HD 125040

Observation data Epoch J2000 Equinox ICRS
- Constellation: Boötes
- Right ascension: 14^{h} 16^{m} 32.84325^{s}
- Declination: +20° 07′ 18.6542″
- Apparent magnitude (V): 6.41
- Right ascension: 14^{h} 16^{m} 32.97162^{s}
- Declination: +20° 07′ 14.6100″
- Apparent magnitude (V): 8.33

Characteristics
- Spectral type: F8V
- B−V color index: +0.488

Astrometry
- Absolute magnitude (M_{V}): 3.68

A
- Radial velocity (R_{v}): −6.90±0.47 km/s
- Proper motion (μ): RA: −135.348 mas/yr Dec.: −95.322 mas/yr
- Parallax (π): 30.2106±0.0226 mas
- Distance: 107.96 ± 0.08 ly (33.10 ± 0.02 pc)

B
- Proper motion (μ): RA: −125.557 mas/yr Dec.: −87.056 mas/yr
- Parallax (π): 30.2246±0.0243 mas
- Distance: 107.91 ± 0.09 ly (33.09 ± 0.03 pc)

Orbit
- Period (P): 956.6±299.4 yr
- Semi-major axis (a): 3.75±0.75" (122.3±24.4 AU)
- Eccentricity (e): 0.53±0.08
- Inclination (i): 134.3±6.9°
- Longitude of the node (Ω): 14.1±10.4°
- Periastron epoch (T): 1683.9±14.2
- Argument of periastron (ω) (secondary): 72.2±18.5°

Details

A
- Mass: 1.2 M_{☉}
- Radius: 1.3 R_{☉}
- Luminosity: 2.4 L_{☉}
- Surface gravity (log g): 4.22 cgs
- Temperature: 6,326 K
- Metallicity [Fe/H]: −0.31 dex
- Rotational velocity (v sin i): 35.9 km/s
- Age: 2.5 Gyr

B
- Mass: 0.86 M_{☉}
- Radius: 0.81 R_{☉}
- Luminosity: 0.42 L_{☉}
- Surface gravity (log g): 4.53 cgs
- Temperature: 5,260 K
- Metallicity [Fe/H]: −0.17 dex
- Age: 5.2 Gyr
- Other designations: BD+20°2954, HD 125040, HIP 69751, HR 5346, SAO 83259, WDS J14165+2007AB

Database references
- SIMBAD: data

= HD 125040 =

Visual binary star system in the constellation Boötes

HD 125040 is a visual binary star system in the northern constellation of Boötes. It appears as a dim point of light near the lower limit of perception with the naked eye, having a combined apparent visual magnitude of 6.25. The system is located at a distance of approximately 106 light years from the Sun based on parallax measurements, but is drifting closer with a radial velocity of −7 km/s. It has a high proper motion, traversing the celestial sphere at an angular rate of 0.164 arcseconds yr^{−1}.

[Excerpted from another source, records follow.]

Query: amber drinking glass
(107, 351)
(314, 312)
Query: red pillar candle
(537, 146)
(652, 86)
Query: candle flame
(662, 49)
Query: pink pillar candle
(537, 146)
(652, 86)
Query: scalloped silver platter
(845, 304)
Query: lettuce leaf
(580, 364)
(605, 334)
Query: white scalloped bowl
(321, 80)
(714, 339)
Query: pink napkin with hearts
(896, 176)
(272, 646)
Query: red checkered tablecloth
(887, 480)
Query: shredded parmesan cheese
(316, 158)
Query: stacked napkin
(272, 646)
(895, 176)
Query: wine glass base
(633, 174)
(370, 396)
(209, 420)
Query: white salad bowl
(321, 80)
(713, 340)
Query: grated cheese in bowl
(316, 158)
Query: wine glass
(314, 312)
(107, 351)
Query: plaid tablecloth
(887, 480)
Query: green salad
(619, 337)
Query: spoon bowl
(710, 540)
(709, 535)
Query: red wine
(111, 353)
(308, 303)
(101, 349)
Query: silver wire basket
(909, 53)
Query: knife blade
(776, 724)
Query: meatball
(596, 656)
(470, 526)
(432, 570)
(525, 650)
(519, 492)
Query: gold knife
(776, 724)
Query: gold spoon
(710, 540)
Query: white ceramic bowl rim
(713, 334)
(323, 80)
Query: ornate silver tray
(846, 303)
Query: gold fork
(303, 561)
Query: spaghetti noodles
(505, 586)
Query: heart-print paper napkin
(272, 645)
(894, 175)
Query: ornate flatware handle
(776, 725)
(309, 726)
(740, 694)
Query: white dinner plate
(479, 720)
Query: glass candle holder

This was first reported to be a double by J. F. W. Herschel in 1830. The stars orbit each other with a semi-major axis of 122 AU, a period of roughly 956.6 years, and an eccentricity of 0.53. They have a combined mass about double that of the Sun. The combined spectral type is of an F-type main-sequence star with a stellar classification of F8V; the brighter primary star has a spectral class of F6V. The system is a source for X-ray emission.